Jean-Claude Juncker non sarà mandato a casa dal Parlamento europeo dopo lo scandalo Lux-leaks nato dall’inchiesta giornalistica sugli sconti fiscali concessi dal Lussemburgo negli anni in cui lo stesso Juncker era capo del governo. Come era prevedibile, i due grandi partiti PPE e PSE che lo hanno portato alla guida della Commissione Ue hanno preso le sue difese nel dibattito seguito alla mozione di sfiducia presentata dal M5S.
Ora occorrerà capire se il suo impegno a combattere elusione ed evasione fiscali si tradurrà in atti concreti.

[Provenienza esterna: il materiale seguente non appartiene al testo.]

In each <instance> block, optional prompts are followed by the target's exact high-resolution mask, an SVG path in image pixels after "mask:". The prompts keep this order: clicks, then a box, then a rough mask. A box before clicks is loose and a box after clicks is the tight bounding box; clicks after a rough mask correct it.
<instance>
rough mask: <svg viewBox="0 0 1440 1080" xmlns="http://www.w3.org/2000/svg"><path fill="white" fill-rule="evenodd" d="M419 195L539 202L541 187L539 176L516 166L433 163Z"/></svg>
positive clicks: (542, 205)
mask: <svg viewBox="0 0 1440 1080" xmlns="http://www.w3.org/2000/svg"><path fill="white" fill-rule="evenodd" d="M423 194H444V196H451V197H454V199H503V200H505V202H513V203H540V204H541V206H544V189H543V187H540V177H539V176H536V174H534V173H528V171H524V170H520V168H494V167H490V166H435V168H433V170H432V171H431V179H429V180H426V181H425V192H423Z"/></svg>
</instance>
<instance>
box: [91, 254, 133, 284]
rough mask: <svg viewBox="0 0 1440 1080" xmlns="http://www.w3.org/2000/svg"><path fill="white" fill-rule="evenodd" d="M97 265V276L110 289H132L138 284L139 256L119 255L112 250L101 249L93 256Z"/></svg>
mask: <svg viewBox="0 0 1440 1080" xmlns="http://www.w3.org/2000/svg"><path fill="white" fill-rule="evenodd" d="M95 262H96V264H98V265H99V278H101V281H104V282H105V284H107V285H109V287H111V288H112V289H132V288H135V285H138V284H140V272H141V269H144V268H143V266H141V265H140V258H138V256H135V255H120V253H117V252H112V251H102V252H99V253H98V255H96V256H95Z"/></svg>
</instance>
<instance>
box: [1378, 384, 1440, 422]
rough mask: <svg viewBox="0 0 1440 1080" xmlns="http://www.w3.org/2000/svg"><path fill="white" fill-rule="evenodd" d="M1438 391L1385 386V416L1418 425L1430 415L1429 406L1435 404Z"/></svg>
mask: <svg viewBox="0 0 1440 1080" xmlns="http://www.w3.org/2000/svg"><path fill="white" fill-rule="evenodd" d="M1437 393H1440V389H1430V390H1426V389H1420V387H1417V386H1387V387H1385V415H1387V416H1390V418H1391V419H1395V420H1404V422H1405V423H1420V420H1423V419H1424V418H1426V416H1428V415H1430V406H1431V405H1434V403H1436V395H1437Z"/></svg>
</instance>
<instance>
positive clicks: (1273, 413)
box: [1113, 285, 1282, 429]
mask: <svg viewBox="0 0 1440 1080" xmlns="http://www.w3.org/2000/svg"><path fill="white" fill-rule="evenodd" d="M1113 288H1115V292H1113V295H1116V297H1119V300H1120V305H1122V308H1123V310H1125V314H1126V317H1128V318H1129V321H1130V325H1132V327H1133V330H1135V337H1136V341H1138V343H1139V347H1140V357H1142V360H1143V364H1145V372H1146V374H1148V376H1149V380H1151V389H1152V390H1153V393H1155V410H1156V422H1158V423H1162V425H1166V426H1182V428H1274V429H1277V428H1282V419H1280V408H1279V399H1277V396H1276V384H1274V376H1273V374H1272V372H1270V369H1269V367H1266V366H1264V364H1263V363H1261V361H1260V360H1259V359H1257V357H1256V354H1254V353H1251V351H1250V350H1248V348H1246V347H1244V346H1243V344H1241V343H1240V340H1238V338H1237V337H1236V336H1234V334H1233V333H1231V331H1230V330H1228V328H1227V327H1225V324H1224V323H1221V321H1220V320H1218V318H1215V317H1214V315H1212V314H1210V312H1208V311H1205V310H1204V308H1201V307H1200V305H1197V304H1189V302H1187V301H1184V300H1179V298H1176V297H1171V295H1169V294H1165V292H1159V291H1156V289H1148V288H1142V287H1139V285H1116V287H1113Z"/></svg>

Per ora c’è solo il mandato – conferito nella riunione del 12 novembre subito dopo lo “scandalo” – al commissario agli Affari economici e monetari, Pierre Moscovici, di riscrivere “prima possibile” una bozza di direttiva per “spingere l’armonizzazione fiscale, per esempio dando un nuovo impulso alla tassazione delle transazioni finanziarie e alla base imponibile consolidata comune per le società, sulla base delle priorità indicate dal G20 sulla lotta all’evasione e all’elusione e sullo scambio automatico di informazioni tra le autorità fiscali”. Si riprende il cammino avviato nel 2011 e poi arenatosi.
As soon as possible, è il timing indicato da Juncker: entro Natale o giù di lì, dicono a palazzo Berlaymont.
Su questo impegno gli europarlamentari, grillini e non, potranno incalzare Juncker e metterlo alle strette con il resto dell’esecutivo, smascherando gli stati membri che sono contrari ma non lo dicono.